Kentucky was among the states where credit card debt increased the least last year, according to a report released Thursday by Experian, the credit monitoring firm.
Credit card debt increased by 4.77 percent in Kentucky, the report noted. Florida led the nation with a 9.23 percent increase.
One possible explanation for such a modest increase is that Kentuckians have maxed out their credit card limits and are now in the process of paying them down, according to Ken Troske, an economics professor at the University of Kentucky.
But don’t rejoice for frugal Kentucky just yet: Another Experian report tags Kentucky as the state with the third highest rate of new credit cards — a 19.8 percent increase. The only other states where residents got more plastic during the last year were South Dakota and North Carolina.
Other states with low increases in credit card debt relative to other states included Maine, Vermont and Wisconsin. Florida, Nevada and Georgia were among the states where credit card debt increased by the greatest amount relative to other states.
Kentucky’s residents were tagged with an average credit card debt of $5,555, according to an earlier Experian survey on where credit cards are used the most.
Alaska residents heated up the plastic the most, with an average balance of $8,515.
Kentucky’s average annual income is $45,659, according to the 2016 U.S. Census. Approximately 950,000 of the state’s 4.45 million people receive some sort of Social Security benefit, including disability.
Kentucky’s rate of poverty is the nation’s third highest at 18.5 percent, eclipsed only by Louisiana and Mississippi, according to figures from the Census. The poverty level is defined as annual income of $24,600 for a family of four.

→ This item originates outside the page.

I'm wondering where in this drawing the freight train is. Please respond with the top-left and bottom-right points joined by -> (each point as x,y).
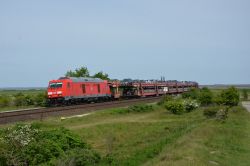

Among generations, Generation X carries $7,750 in credit card debt, leading all other generations — the Silent Generation, Baby Boomers, Generation X, Generation Y (also known as the Millennials, born in the 1980s and up to the mid-1990s) and Generation Z (mid-1990s and 2000s). Millennials carried $4,315 in credit card debt, according to Experian.
Those figures do not take into account separate retail cards, which may be issued by stores or service providers.
Overall, the nation has adopted a healthier savings stance than it had before the financial crisis of 2008, Troske said: “We’re in a better place.”